For now, it is Samsung who has announced the most recent transmission record, at 5.23 gigabit per second. It was in early March, with the help of dual connectivity and channel aggregation, that this speed was achieved by using a total of 40 MHz of 4G LTE network with 800 MHz of 5G NR network. Specifically, the demonstration in a South Korean laboratory used two 20 MHz carriers in the 1.9 to 2.1 GHz band and eight 100 MHz channels in the 28 GHz band, with end-to-end commercial products. extreme, including a Samsung S20 + commercial terminal, according to Ji-Yun Seol, head of Samsung’s mobile technology group.

Carrier aggregation in the 4G LTE downstream signal was applied to the band below 3 GHz, while millimeter extended wave, with MIMO and broadband channel aggregation with 5G, were applied in the 28 GHz band, in a common core 4G / 5G network. “Dual connectivity basically provides the benefit of greater coverage by combining the two technologies 5G and 4G LTE, especially in this initial stage of commercial 5G deployments and 5G spectrum at millimeter bands,” says Seol.

Dual connectivity allows you to maximize the benefits of 5G and 4G LTE networks and provide higher speeds, both in coverage and reliability. Most of today’s smartphones support dual connectivity and, as many carriers have started to roll out 5G with NSA, Samsung has made dual connectivity supported by NSA 5G networks from the beginning, although it can also be used on SA 5G networks. .

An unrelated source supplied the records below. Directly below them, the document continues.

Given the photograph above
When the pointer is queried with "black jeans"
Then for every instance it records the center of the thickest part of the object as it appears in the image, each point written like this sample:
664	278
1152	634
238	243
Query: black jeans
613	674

Seol points out that Samsung’s demonstration was made with EN-DC (E-UTRAN New Radio Dual Connectivity) dual connectivity technology, which is used for both SA 5G and NSA 5G. But, he adds, in SA 5G networks there is a way to use 4G at higher speeds through a concept similar to dual EN-DC connectivity called NE-DC, which is a new technology that will be available soon to improve the experience of users of fully 5G networks, with SA 5G.

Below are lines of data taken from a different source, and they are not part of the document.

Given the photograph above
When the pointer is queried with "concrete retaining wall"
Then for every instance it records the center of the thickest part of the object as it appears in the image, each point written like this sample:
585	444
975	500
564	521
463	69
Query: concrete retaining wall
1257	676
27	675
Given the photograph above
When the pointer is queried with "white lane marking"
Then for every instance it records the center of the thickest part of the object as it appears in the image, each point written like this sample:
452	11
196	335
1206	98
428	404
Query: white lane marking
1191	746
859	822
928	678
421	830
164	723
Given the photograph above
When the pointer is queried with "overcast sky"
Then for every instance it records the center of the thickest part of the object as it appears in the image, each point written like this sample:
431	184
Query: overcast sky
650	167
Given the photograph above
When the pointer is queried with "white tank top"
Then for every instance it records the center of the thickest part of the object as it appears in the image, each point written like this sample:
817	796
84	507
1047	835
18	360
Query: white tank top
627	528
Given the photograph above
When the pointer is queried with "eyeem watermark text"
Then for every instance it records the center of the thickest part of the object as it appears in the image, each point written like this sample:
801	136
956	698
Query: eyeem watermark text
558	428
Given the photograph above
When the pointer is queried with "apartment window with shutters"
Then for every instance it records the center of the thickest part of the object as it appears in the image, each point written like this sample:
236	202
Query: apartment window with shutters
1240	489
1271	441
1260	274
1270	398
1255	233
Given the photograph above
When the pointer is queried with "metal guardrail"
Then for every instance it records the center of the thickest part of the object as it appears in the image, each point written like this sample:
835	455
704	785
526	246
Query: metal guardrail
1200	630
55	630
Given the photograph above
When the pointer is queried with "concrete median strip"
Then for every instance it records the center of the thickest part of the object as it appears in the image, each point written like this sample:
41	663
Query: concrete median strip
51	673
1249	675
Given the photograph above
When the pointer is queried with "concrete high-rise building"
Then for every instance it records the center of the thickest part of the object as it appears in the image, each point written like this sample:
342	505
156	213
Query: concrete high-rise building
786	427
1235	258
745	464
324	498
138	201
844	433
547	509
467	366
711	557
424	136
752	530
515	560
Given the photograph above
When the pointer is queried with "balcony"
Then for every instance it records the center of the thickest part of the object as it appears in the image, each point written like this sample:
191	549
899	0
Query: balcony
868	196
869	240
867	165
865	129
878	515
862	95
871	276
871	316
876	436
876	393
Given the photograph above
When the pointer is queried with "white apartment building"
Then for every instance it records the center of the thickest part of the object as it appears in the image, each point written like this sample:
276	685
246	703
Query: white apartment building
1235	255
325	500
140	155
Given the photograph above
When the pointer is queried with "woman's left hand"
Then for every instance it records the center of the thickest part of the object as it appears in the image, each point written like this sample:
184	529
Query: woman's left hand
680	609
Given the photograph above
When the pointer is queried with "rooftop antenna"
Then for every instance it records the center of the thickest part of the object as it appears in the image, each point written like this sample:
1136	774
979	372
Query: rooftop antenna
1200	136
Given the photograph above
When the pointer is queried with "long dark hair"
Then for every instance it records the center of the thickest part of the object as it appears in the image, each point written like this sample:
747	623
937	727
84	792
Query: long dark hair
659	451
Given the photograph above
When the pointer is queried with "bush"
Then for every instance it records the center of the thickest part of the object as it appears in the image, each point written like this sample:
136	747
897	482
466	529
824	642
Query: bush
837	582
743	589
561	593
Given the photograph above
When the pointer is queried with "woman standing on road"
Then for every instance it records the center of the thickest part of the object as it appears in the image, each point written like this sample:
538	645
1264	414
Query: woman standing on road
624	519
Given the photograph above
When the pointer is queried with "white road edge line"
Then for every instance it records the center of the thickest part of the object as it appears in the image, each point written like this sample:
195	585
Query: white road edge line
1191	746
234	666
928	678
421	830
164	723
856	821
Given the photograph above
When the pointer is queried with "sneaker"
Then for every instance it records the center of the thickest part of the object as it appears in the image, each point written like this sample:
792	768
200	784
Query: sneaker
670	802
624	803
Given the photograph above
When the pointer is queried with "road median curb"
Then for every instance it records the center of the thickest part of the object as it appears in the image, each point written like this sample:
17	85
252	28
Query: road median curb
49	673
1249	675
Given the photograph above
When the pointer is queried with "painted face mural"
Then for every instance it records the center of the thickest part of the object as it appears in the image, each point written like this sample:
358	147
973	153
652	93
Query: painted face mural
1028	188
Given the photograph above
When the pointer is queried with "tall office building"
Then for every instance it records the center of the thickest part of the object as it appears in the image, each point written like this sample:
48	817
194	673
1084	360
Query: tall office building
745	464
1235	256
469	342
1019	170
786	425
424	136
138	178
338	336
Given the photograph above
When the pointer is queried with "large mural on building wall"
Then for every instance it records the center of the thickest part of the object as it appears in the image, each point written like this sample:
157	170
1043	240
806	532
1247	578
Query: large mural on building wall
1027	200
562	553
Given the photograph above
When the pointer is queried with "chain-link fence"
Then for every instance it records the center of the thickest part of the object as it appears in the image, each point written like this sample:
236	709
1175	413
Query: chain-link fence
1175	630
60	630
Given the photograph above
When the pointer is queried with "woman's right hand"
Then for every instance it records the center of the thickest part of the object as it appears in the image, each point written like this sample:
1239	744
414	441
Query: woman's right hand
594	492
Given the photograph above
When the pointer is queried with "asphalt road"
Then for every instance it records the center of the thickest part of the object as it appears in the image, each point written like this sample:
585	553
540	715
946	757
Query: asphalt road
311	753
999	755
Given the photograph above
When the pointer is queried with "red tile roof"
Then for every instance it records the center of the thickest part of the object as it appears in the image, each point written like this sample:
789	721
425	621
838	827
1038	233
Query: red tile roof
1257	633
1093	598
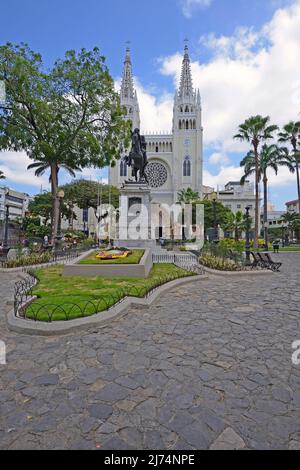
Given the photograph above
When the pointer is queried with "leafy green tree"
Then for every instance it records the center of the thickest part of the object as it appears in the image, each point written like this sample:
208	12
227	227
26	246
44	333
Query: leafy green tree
85	194
69	117
291	134
41	206
292	221
215	210
270	157
187	196
235	223
256	130
32	227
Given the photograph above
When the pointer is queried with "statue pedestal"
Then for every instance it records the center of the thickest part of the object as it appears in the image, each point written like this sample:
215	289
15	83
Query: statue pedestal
134	226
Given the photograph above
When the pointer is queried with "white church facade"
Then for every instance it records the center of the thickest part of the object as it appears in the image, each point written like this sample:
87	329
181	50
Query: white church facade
175	159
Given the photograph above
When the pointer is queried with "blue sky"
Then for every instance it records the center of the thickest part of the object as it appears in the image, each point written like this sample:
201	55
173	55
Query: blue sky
234	51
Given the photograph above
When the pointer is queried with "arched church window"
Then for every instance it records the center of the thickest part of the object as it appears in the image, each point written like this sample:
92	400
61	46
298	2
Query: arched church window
123	168
187	167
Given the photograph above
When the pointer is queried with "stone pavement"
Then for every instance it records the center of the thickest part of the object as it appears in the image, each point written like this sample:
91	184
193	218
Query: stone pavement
207	366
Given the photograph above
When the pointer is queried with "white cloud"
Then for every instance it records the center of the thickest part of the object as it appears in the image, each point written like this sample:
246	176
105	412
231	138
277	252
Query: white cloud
218	158
187	6
225	174
156	113
251	72
14	166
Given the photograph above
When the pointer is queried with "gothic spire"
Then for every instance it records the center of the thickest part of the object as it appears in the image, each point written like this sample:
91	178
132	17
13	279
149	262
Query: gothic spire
127	89
186	83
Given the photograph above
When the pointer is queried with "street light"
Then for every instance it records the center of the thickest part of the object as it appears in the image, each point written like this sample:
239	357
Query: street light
5	241
61	195
216	231
248	246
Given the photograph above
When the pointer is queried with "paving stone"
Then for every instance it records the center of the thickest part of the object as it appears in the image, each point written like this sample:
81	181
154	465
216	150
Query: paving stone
48	379
100	411
205	358
228	440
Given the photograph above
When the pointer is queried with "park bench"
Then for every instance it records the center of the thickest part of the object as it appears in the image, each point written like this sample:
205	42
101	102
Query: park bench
269	263
257	261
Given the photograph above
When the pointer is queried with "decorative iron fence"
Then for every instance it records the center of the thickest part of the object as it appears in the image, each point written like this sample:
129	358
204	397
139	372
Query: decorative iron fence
42	258
25	306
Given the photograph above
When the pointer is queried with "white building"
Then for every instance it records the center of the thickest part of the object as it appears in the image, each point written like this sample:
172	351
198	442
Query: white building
292	206
17	202
237	197
175	159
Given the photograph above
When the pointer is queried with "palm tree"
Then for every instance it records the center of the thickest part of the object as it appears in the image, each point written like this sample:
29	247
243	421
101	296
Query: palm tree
292	221
291	133
40	167
256	130
235	223
188	196
271	156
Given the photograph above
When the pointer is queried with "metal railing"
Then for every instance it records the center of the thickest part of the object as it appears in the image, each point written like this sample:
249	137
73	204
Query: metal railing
54	257
27	307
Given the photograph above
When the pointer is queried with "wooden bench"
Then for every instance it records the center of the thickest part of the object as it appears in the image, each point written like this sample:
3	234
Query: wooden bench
269	263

Continued progress with mMIMO

Progress is not only being made with carrier aggregation or dual connectivity, but also with massive MIMO. Just a week ago, Ericsson managed to achieve a peak upload speed of 315 megabit per second by combining single user MIMO technology with its Uplink Booster technology on a 100 MHz channel of the bandwidth. 3.7 to 3.8 GHz and with a test device equipped with Qualcomm’s X60 5G modem.

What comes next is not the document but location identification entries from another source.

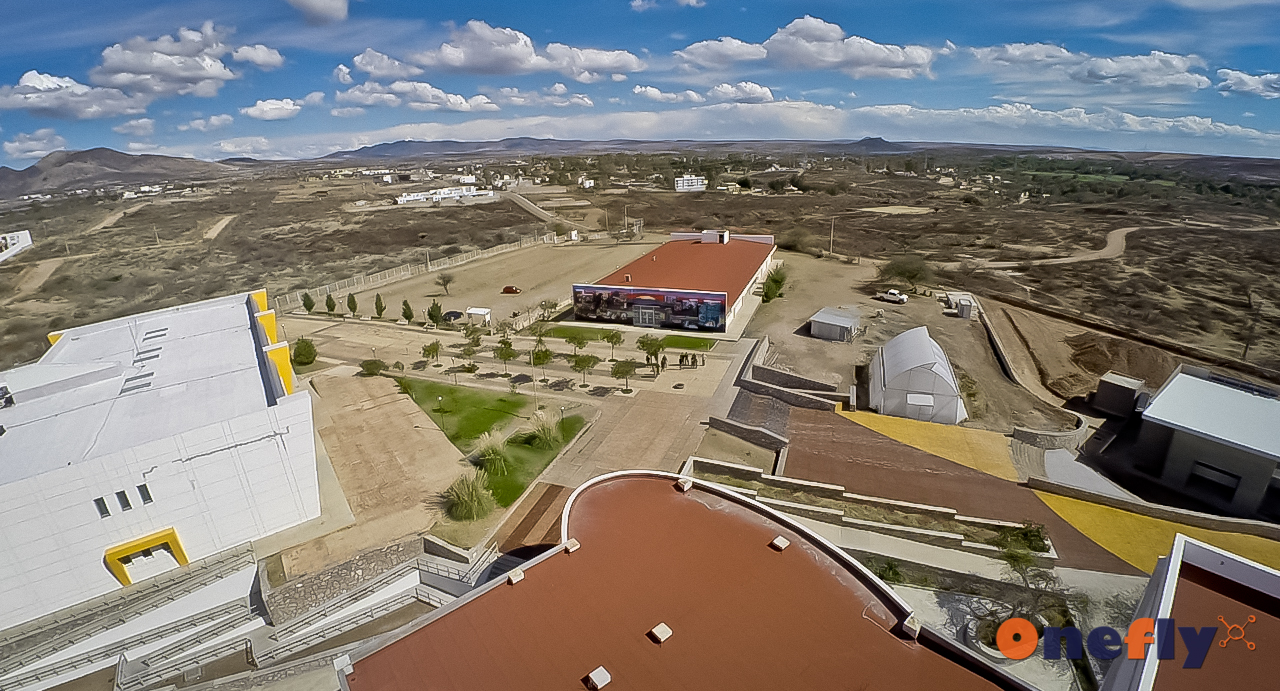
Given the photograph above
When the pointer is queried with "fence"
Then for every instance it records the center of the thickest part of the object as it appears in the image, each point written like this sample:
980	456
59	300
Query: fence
292	301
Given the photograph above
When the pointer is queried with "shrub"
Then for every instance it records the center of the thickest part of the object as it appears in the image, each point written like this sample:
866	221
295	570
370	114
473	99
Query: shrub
469	498
304	352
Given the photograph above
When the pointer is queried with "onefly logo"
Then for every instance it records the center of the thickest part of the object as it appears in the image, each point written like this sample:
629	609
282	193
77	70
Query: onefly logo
1018	639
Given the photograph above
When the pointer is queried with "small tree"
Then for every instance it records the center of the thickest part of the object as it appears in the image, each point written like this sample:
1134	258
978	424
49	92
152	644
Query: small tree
444	280
625	370
910	268
304	352
506	353
576	341
432	351
584	364
652	347
613	339
539	357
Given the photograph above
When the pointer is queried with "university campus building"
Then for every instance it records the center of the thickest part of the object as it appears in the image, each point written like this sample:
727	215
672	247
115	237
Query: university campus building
144	443
695	282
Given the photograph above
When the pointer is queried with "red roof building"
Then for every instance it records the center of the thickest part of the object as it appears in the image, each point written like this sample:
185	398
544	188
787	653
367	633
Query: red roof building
696	280
670	582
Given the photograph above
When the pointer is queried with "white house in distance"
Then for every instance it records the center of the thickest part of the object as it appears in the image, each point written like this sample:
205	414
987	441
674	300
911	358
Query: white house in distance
690	183
910	376
142	443
12	243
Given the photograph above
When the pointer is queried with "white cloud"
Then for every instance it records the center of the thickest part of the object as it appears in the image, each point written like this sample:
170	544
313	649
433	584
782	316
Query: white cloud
36	145
273	109
384	67
260	55
187	64
741	92
721	53
556	95
1242	82
208	124
813	44
656	94
416	95
1054	72
321	12
479	47
65	97
141	127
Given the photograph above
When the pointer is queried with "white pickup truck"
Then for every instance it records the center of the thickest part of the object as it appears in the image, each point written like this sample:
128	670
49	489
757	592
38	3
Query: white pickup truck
894	296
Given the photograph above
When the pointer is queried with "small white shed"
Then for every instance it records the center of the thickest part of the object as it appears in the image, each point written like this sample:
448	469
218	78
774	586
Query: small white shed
912	378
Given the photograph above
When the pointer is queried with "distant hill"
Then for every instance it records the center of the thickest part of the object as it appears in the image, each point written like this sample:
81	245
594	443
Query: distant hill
63	170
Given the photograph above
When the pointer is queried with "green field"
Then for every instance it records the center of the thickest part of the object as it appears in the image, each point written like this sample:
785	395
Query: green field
562	330
465	413
528	462
689	343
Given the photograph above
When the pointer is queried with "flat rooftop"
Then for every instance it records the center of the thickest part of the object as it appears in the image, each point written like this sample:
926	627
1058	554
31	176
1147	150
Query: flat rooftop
695	265
741	614
119	384
1216	411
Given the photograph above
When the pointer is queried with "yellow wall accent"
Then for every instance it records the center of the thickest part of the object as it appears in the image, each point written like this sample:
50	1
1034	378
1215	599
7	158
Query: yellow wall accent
260	298
268	321
1141	539
164	538
279	355
978	449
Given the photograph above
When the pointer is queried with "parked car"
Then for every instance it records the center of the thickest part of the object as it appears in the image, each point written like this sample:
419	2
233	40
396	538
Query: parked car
894	296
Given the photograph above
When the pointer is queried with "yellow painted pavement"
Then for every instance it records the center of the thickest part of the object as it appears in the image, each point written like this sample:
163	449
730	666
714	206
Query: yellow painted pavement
1141	539
978	449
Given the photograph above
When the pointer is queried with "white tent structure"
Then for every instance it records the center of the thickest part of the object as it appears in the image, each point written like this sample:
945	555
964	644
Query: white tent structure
913	378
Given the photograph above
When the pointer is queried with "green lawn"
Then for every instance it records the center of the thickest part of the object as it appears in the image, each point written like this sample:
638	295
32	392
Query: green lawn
465	413
526	462
562	330
689	343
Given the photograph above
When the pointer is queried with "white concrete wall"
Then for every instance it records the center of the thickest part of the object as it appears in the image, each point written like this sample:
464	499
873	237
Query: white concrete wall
220	485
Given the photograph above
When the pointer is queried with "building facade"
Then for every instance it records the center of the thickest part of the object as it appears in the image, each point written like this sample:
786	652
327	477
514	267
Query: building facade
138	444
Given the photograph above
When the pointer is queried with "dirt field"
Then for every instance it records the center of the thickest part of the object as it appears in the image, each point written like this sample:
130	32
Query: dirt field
542	271
995	402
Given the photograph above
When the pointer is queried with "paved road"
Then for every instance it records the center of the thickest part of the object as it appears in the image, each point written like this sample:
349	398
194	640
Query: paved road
544	214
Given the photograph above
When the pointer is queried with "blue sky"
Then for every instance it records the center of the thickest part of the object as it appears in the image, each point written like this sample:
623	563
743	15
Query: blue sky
300	78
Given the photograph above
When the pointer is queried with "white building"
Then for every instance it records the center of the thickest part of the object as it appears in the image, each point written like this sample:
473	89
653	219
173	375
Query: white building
12	243
147	442
912	378
690	183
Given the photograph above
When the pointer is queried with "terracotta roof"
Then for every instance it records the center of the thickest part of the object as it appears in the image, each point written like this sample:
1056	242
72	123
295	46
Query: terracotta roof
694	265
741	614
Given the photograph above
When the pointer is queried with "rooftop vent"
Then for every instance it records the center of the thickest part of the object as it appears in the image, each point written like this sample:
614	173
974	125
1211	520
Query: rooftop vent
659	634
598	678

This speed of 315 megabits per second seems slow compared to the more than five gigabit per second achieved with the resources mentioned in the previous paragraphs, but Ericsson points out that it is 15 to 20 faster than the average upload speeds that are achieved. today with commercial networks, which in the case of the United States is on the order of 10 megabit per second, as Paul Challoner, vice president of network products at Ericsson points out to Fierce Wireless.

In an OpenSignal report from February, the highest average upload speed was achieved in the Netherlands, at 32.5 megabit per second. But these are actual average speeds for a single user, whereas Ericsson’s is an experimental top speed. Using massive multi-user MIMO (MU-MIMO), the speeds achieved with the addition of multiple layers are several gigahertz per second over 5G networks below 3 GHz. Ericsson, for example, managed to get there last September at top speed 5.4 gigabit per second on a 16-layer multi-user MIMO network in its Texas lab.

However, the progress in the speed and coverage of 5G signals is evident, as well as the greater availability of link networks that offer MIMO technology integrated in a few chips, as the announcement made at the end of March between Samsung and Marvell Technology. , a chip designer for mobile networks. The collaboration between Marvell and Samsung has resulted in the development of an integrated subset (SoC) that manages mMIMO communications on 4G and 5G networks and offers energy savings of up to 70% and a smaller size than previous designs, according to both companies have communicated. This SoC will be integrated into Samsung’s link networks starting this quarter.